I just want to say that Avra has had some of the most exceptional blunders this year and they should not go unaccounted for. The first that comes to mind was when she got rerouted from Vancouver to Edmonton before Christmas and ran into someone from Vernon whom she later accompanied to a funeral (of someone she didn't know, but always the good Samaritan went anyways as there probably wasn't much else to do in Vernon). Upon her arrival to the funeral, a family member who has long shared much disdain for Avra and who didn't seem to care that she had infact saved the day and helped said Vernonite arrive, though late, at all, says, "Well, well. Avra Laarakker. God works in mysterious ways." Well played, Avra. Next faux pas worthy of broadcast: a day or so ago Avra, once again the good Samaritan, decided to help Greg cut his hair. At first try with the clippers, they seemed a wee bit dull so she lubed 'em up and tried again. Wielding the newly lubed clippers she proceeded to buzz a reverse-mohawk up Greg's head that from what I hear looks tres bad. It's about an inch and a half wide and goes right to the scalp, which makes me laugh to beat the band, sadly at Poor Gregor's expense. The best part is that they have to go to the synagogue tomorrow and Greg looks like a skinhead. Poor Greg. He always puts up with our bullshit. All I can say is that I hope they make yamakas in XXXL. Greg, takes it like pro, and moves on and is always a good sport. If he gets stoned, as in pummeled with rocks (not as in consumes marijuana) by the synagogues' attendees, it will be a sad day indeed.

And so it is without further adieu that I salute my dear friend, my most lovely heterosexual life partner (in the vein of Jay and Silent Bob) with this: one shoe. This is the girl that is perpetually losing one shoe. It doesn't seem to matter that it is snowing outside and -20, she's only got one shoe on and we remain none the wiser. Infact, I bet she only has one on right now. Well played, buddy. Well played.

Thursday, February 1, 2007

No thanks, I've already had my incompetence for the day...
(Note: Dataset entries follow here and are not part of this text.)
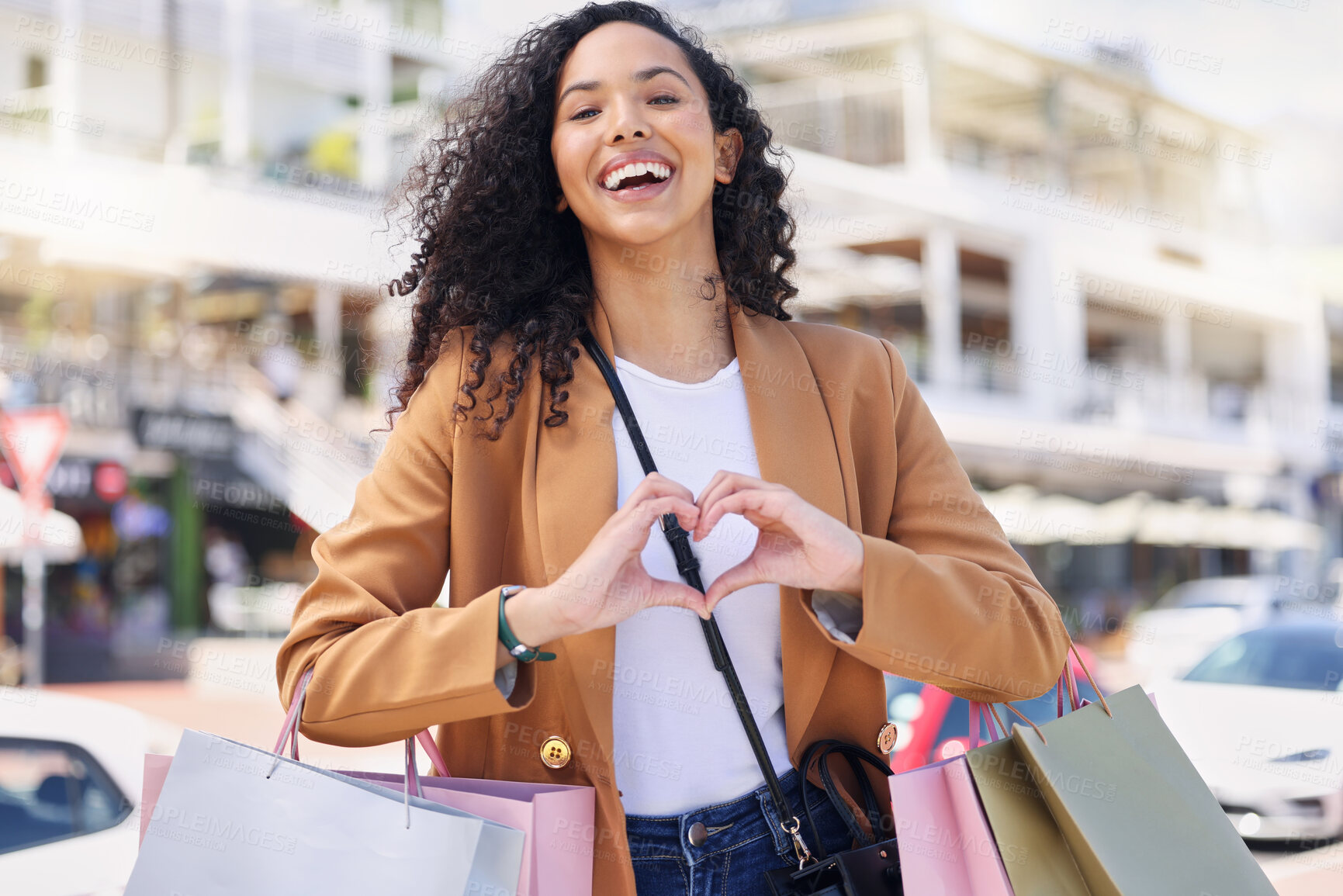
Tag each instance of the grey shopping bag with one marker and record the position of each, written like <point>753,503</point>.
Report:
<point>233,820</point>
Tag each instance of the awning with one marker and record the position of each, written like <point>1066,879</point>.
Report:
<point>1030,517</point>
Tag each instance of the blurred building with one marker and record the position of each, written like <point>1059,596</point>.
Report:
<point>1078,273</point>
<point>195,242</point>
<point>192,244</point>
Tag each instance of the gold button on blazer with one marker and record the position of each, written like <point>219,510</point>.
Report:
<point>946,600</point>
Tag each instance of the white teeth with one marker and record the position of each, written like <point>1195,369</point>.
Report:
<point>634,170</point>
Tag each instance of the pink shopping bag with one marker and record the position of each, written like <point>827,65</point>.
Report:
<point>556,820</point>
<point>944,841</point>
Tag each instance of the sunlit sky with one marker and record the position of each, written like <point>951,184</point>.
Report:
<point>1279,69</point>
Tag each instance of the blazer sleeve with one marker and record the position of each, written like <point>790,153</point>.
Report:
<point>946,598</point>
<point>387,662</point>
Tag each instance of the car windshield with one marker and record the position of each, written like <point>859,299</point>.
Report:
<point>1209,593</point>
<point>1308,659</point>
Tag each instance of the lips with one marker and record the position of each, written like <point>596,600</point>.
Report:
<point>634,172</point>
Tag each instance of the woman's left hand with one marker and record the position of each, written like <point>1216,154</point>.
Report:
<point>799,545</point>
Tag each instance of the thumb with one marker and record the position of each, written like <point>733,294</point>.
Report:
<point>739,576</point>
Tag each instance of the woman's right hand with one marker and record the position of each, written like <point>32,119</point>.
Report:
<point>607,582</point>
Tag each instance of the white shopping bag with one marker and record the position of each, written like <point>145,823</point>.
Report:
<point>235,820</point>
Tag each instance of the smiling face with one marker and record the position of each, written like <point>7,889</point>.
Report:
<point>633,140</point>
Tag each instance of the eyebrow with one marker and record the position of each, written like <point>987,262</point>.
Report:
<point>642,75</point>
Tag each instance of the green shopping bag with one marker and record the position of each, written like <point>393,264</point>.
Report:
<point>1133,811</point>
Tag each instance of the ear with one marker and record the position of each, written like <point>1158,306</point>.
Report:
<point>727,154</point>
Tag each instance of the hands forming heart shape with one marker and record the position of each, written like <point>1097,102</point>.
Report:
<point>799,545</point>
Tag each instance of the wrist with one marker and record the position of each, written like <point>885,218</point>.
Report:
<point>531,617</point>
<point>852,580</point>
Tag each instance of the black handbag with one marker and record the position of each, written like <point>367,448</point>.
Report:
<point>872,870</point>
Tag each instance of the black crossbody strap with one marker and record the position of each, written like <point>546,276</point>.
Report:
<point>689,569</point>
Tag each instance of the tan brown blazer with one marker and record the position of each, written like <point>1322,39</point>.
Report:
<point>946,600</point>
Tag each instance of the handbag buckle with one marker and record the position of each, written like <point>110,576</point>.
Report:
<point>799,846</point>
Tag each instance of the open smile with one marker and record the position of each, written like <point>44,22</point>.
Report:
<point>635,179</point>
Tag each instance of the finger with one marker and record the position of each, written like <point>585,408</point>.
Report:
<point>676,594</point>
<point>729,484</point>
<point>724,483</point>
<point>733,579</point>
<point>718,477</point>
<point>656,485</point>
<point>749,503</point>
<point>644,515</point>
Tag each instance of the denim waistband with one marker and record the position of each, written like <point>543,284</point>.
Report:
<point>729,824</point>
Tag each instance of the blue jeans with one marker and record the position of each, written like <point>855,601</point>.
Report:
<point>744,841</point>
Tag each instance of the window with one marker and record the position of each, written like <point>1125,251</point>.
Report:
<point>51,791</point>
<point>1289,657</point>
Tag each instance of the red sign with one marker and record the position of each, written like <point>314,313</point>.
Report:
<point>109,481</point>
<point>33,440</point>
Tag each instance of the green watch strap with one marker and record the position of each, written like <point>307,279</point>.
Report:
<point>516,648</point>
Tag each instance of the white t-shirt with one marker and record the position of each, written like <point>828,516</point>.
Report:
<point>679,742</point>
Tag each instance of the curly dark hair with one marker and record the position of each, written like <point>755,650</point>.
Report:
<point>488,187</point>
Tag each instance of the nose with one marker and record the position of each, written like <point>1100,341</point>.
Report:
<point>628,123</point>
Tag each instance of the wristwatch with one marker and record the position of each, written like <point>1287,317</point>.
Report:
<point>516,648</point>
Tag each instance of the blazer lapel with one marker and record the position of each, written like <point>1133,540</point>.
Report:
<point>576,495</point>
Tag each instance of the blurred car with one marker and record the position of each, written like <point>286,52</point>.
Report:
<point>70,778</point>
<point>1262,719</point>
<point>931,725</point>
<point>1196,615</point>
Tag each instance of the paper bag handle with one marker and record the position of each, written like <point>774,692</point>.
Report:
<point>289,732</point>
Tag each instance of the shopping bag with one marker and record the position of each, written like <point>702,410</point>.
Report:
<point>1135,813</point>
<point>556,822</point>
<point>943,837</point>
<point>233,818</point>
<point>1036,856</point>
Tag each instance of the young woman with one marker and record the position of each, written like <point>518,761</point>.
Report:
<point>609,174</point>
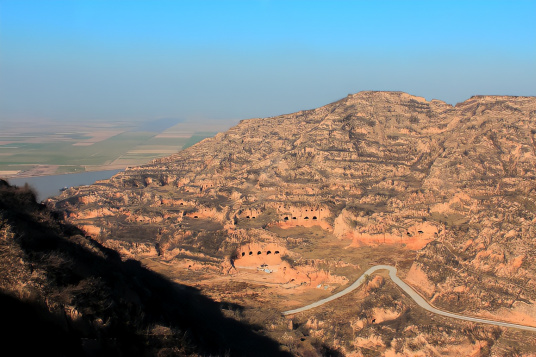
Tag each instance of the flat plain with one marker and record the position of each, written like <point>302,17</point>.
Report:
<point>37,148</point>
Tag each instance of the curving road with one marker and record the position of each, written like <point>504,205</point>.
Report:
<point>413,294</point>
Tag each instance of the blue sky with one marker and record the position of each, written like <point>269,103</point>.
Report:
<point>228,60</point>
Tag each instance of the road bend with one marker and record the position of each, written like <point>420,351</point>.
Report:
<point>413,294</point>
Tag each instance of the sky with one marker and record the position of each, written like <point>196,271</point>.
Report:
<point>229,60</point>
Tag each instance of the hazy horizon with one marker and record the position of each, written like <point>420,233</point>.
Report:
<point>209,60</point>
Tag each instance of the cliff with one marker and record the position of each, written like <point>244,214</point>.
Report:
<point>448,192</point>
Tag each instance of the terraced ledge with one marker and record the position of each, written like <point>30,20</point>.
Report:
<point>412,293</point>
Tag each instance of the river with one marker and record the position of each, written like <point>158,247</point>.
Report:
<point>49,186</point>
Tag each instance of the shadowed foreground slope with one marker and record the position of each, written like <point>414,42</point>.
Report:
<point>64,294</point>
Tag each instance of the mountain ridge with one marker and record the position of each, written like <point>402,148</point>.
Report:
<point>446,192</point>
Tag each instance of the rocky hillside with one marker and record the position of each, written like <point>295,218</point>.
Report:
<point>447,192</point>
<point>63,294</point>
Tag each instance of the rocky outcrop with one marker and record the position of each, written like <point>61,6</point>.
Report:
<point>454,184</point>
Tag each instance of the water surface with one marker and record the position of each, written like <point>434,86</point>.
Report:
<point>49,186</point>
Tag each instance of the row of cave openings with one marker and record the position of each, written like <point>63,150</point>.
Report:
<point>306,217</point>
<point>260,253</point>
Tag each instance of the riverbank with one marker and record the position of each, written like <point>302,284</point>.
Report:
<point>51,185</point>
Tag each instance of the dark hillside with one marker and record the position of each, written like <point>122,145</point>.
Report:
<point>64,294</point>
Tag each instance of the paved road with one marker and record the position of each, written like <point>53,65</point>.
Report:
<point>413,294</point>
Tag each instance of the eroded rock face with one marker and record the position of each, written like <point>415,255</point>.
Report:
<point>456,184</point>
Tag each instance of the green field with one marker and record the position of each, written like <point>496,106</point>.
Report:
<point>90,148</point>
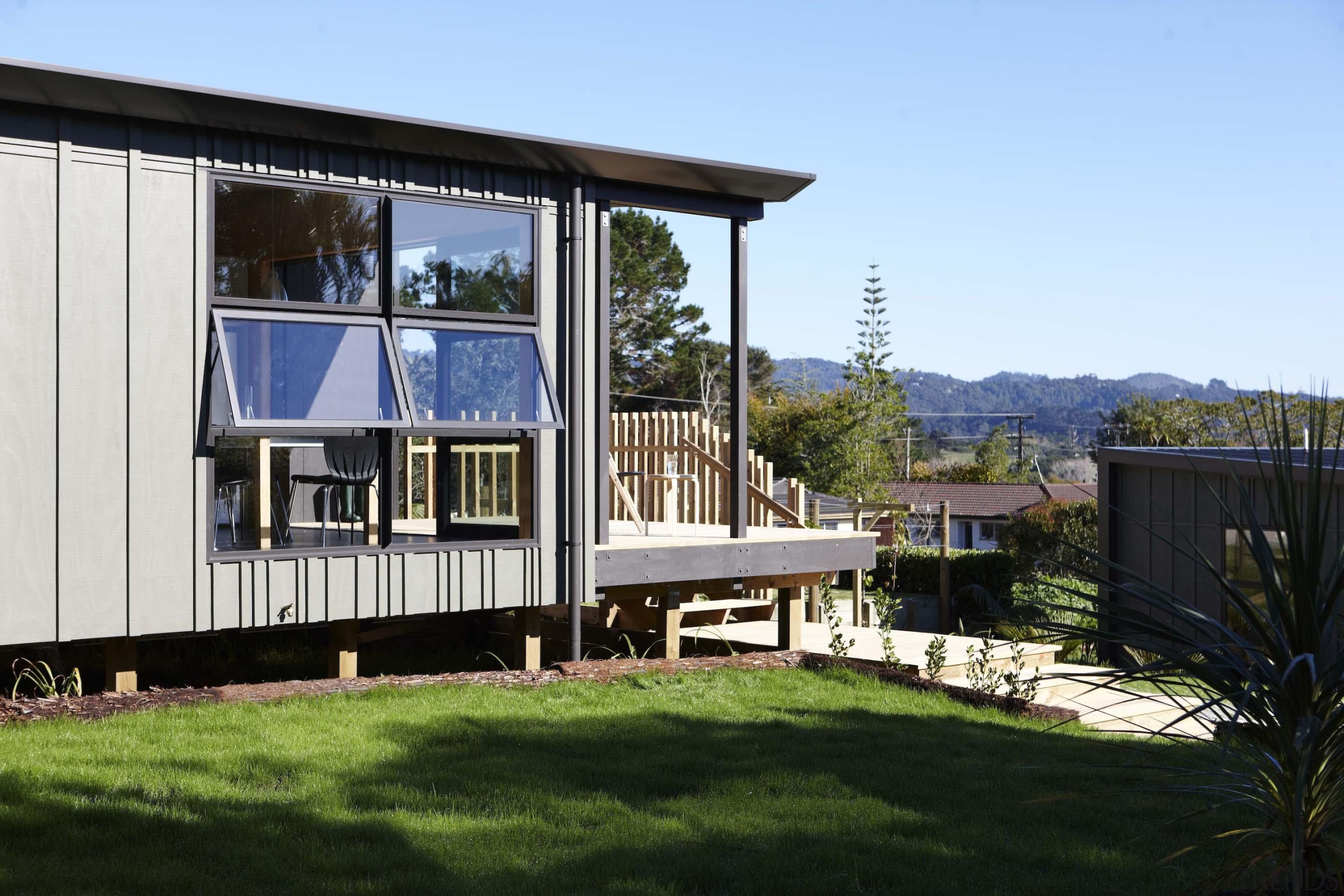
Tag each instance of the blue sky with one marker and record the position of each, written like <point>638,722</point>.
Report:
<point>1050,187</point>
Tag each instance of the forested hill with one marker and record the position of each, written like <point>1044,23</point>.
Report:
<point>1061,405</point>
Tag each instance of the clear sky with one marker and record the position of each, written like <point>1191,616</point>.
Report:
<point>1061,188</point>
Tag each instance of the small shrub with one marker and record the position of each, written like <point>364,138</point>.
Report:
<point>44,681</point>
<point>917,570</point>
<point>839,648</point>
<point>980,672</point>
<point>887,606</point>
<point>936,657</point>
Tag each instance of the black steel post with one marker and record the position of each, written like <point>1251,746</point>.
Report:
<point>574,424</point>
<point>603,398</point>
<point>738,388</point>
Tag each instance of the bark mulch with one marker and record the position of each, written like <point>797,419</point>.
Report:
<point>100,705</point>
<point>1012,705</point>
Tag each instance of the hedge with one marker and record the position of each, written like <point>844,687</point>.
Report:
<point>917,570</point>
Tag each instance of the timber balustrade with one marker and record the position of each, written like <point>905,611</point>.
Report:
<point>649,442</point>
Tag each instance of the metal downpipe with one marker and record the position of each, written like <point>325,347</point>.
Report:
<point>574,425</point>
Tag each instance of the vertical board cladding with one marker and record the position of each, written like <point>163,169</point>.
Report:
<point>29,392</point>
<point>92,398</point>
<point>105,282</point>
<point>162,405</point>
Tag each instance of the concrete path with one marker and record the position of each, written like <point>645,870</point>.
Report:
<point>1089,690</point>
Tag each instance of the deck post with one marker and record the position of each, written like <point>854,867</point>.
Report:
<point>945,570</point>
<point>738,387</point>
<point>670,625</point>
<point>527,638</point>
<point>343,649</point>
<point>120,666</point>
<point>791,620</point>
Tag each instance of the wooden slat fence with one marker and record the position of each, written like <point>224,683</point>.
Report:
<point>646,442</point>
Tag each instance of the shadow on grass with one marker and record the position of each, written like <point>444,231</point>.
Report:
<point>773,797</point>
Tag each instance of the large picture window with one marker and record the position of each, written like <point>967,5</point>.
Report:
<point>291,245</point>
<point>460,258</point>
<point>342,412</point>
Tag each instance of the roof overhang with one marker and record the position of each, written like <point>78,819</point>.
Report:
<point>94,92</point>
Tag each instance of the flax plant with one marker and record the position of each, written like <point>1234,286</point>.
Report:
<point>1265,678</point>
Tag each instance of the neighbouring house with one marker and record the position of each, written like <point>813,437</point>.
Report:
<point>976,510</point>
<point>1162,508</point>
<point>270,363</point>
<point>827,511</point>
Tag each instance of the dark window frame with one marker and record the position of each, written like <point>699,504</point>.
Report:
<point>390,316</point>
<point>429,428</point>
<point>215,555</point>
<point>295,183</point>
<point>448,315</point>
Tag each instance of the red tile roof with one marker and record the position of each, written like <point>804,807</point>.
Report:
<point>991,500</point>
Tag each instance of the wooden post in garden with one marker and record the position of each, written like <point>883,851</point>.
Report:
<point>343,649</point>
<point>670,625</point>
<point>527,638</point>
<point>120,666</point>
<point>791,620</point>
<point>945,571</point>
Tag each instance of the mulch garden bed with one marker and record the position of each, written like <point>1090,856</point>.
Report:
<point>100,705</point>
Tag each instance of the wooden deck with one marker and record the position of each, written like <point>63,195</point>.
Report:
<point>701,553</point>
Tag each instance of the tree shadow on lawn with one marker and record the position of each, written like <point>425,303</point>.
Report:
<point>634,801</point>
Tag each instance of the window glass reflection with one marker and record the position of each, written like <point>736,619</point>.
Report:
<point>295,245</point>
<point>310,371</point>
<point>464,260</point>
<point>475,376</point>
<point>464,489</point>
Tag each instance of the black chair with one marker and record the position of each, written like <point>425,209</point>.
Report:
<point>229,493</point>
<point>351,462</point>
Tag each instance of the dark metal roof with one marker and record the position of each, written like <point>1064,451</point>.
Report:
<point>990,500</point>
<point>1238,456</point>
<point>96,92</point>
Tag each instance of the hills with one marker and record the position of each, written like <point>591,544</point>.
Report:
<point>1065,407</point>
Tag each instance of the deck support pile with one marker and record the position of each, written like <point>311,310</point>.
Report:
<point>120,666</point>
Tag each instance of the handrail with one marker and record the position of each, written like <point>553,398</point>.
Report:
<point>721,468</point>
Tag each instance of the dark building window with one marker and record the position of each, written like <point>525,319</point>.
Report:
<point>292,245</point>
<point>484,376</point>
<point>303,394</point>
<point>461,258</point>
<point>296,368</point>
<point>295,492</point>
<point>466,489</point>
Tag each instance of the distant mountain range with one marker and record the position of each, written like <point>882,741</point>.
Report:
<point>1064,407</point>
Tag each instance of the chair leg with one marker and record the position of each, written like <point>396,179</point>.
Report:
<point>327,510</point>
<point>236,499</point>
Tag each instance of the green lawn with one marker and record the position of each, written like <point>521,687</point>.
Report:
<point>710,782</point>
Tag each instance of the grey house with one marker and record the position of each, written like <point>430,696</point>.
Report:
<point>269,363</point>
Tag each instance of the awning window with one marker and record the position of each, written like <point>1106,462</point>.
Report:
<point>463,375</point>
<point>308,370</point>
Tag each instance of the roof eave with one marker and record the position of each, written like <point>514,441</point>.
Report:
<point>94,92</point>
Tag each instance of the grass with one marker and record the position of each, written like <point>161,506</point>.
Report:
<point>781,782</point>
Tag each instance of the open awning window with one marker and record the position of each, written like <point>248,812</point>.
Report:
<point>466,376</point>
<point>308,370</point>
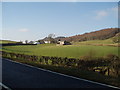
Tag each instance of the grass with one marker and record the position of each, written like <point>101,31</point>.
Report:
<point>6,41</point>
<point>77,72</point>
<point>70,51</point>
<point>106,41</point>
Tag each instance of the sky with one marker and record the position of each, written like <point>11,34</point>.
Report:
<point>36,20</point>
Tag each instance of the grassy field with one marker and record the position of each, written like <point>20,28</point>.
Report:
<point>71,51</point>
<point>106,41</point>
<point>6,41</point>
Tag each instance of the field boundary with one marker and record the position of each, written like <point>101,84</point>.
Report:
<point>63,74</point>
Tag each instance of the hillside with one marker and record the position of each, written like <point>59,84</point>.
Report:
<point>96,35</point>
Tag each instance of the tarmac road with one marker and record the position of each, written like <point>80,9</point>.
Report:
<point>15,75</point>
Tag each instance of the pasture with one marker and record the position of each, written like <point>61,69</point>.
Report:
<point>70,51</point>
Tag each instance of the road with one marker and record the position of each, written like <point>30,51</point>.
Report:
<point>15,75</point>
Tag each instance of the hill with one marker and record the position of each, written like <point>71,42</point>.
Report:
<point>96,35</point>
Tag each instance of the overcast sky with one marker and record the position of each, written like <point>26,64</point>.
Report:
<point>35,20</point>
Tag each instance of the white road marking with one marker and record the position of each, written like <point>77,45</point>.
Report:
<point>64,74</point>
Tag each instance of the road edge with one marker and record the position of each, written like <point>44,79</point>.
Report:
<point>63,74</point>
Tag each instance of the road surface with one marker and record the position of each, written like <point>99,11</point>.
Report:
<point>15,75</point>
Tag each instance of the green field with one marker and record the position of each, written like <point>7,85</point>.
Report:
<point>106,41</point>
<point>71,51</point>
<point>6,41</point>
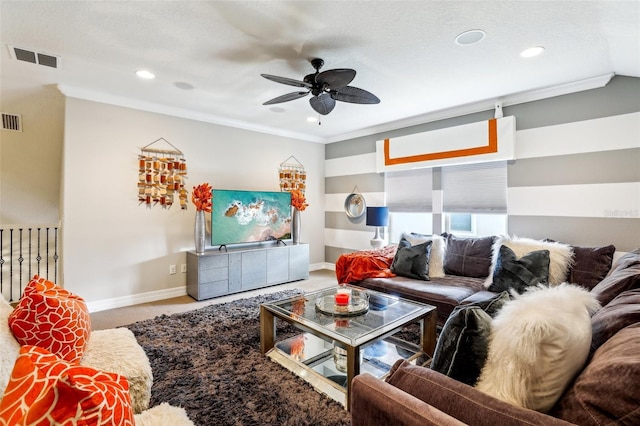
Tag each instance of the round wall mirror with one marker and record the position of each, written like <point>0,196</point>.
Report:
<point>355,206</point>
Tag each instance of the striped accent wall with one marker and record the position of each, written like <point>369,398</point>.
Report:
<point>576,177</point>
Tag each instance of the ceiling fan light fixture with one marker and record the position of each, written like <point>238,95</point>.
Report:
<point>470,37</point>
<point>532,51</point>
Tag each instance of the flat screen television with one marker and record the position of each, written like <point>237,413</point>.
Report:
<point>250,216</point>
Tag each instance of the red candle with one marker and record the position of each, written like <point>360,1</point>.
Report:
<point>342,299</point>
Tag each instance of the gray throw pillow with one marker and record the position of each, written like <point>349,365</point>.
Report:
<point>519,274</point>
<point>412,261</point>
<point>462,348</point>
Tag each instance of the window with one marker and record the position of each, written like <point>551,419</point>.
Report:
<point>474,198</point>
<point>409,198</point>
Yesterday, for whatever reason, my patience ran out. This is highly unusual. I wouldn't say that I am normally an extremely patient person, in fact, what by most is perceived as patience on the outside is really a lack of genuine interest in disguise. But yesterday there was no disguise. No, I can't help you study for this exam. Not because I can't but because I have no interest. So what if I can bullshit my way through it, alas you cannot. Then, at aquasize, the old women and young women milled like cattle in the road aimlessly with no where to go and all the time to do so. There were no lanes in pool, only one giant corral of bitter ladies knocking heads. Not to mention that every time I go to the pool, one of my first ever profs at the Uni attempts conversation with me while she is noticeably naked and I am noticeably uncomfortable. Everywhere I looked, incompetence was leaving it's wake.

Am I worried about this slip up of impatience? No. Not at all. The only thing remotely worrisome is that my disguise of disinterest may be blown. Oh well, so what if it is. This was one of those days where in my dream, I'm Paul and Ringo isn't walking out of the recording session, I'm kicking him out. I'm telling him to "shut the fuck up" and then I take my seat at the drum kit and tear it up on Back in the USSR, without that moldy fucking pimp. And my version, is way way sweeter.

So, no thanks, I'm already full up on incompetence for today.